I'm Camilla, I'm 22 and I'm a university student in engineering.
What attracts me most in other people is the diversity mixed with the equality that you can find inside and I love to know and discover secrets and riches of other places, as well as people with a culture and a life different from mine. It drives me crazy, in a positive sense of course.
So, you do not exist to write me, I really want to know as much as possible everything.
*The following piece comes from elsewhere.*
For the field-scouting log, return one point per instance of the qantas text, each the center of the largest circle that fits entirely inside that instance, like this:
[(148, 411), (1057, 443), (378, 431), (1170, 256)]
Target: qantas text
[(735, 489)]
Traveling has always excited and intrigued me and thanks to my parents I have been able to know my country, Italy, in all its facets, from the most famous cities to the most hidden villages in the middle of nature. I visited almost all the Italian regions, devoting weeks to discover the culture and secrets, falling in love with this Italy that very often we tend to denigrate and from which we run away. Growing up I began to feel the need to travel outside, even if for now with still few goals reached in my diary: I visited Berlin, which I am madly in love with her way of telling the story of those places strongly thanks to simple walks; I have been in Amsterdam, a city with a culture and a way of life enviable by the world: precision in all and no prying eyes that make you feel out of place, each one by his own way or so it seemed to me; and finally I visited some cities of France, like Montecarlo and Menton, even if now colonized by Italians. The programs, however, are many, starting from these months that I hope will take me around at least four new states.
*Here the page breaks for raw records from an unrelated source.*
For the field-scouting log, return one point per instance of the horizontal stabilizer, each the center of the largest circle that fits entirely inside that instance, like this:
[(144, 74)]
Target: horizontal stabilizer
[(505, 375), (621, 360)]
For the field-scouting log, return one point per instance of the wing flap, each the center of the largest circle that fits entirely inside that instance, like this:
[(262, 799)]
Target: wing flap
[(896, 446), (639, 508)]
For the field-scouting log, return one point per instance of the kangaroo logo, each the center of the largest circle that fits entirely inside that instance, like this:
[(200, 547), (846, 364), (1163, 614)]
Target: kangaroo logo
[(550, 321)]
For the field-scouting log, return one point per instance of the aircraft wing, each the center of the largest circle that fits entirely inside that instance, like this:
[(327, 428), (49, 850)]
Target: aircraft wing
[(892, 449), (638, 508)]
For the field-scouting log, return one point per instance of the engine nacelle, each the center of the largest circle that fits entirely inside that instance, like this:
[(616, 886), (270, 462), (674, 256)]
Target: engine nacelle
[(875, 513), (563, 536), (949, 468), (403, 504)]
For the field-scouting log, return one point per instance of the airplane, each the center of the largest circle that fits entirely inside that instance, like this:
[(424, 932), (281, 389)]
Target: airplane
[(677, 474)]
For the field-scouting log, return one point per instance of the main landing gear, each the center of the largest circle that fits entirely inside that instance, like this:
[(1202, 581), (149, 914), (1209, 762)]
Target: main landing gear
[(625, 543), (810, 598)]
Strange but true, I could do it. I was taken to Erasmus, near Barcelona, in Matarò, and when I got the confirmation I was very happy, as not mine, even to cry. And I've been there for the next few months, but the closer I came closer and the more I felt frightened. I could not handle anxiety any more and so much in my life could change, depending on whether I was playing or not. So two weeks before going I decided to give up and complete what I felt I had in pending Italy, convincing me that, however, being out of the office something different in my life I was already living. But if I could now, without even wasting too much time with the suitcases, I would take and leave, immediately.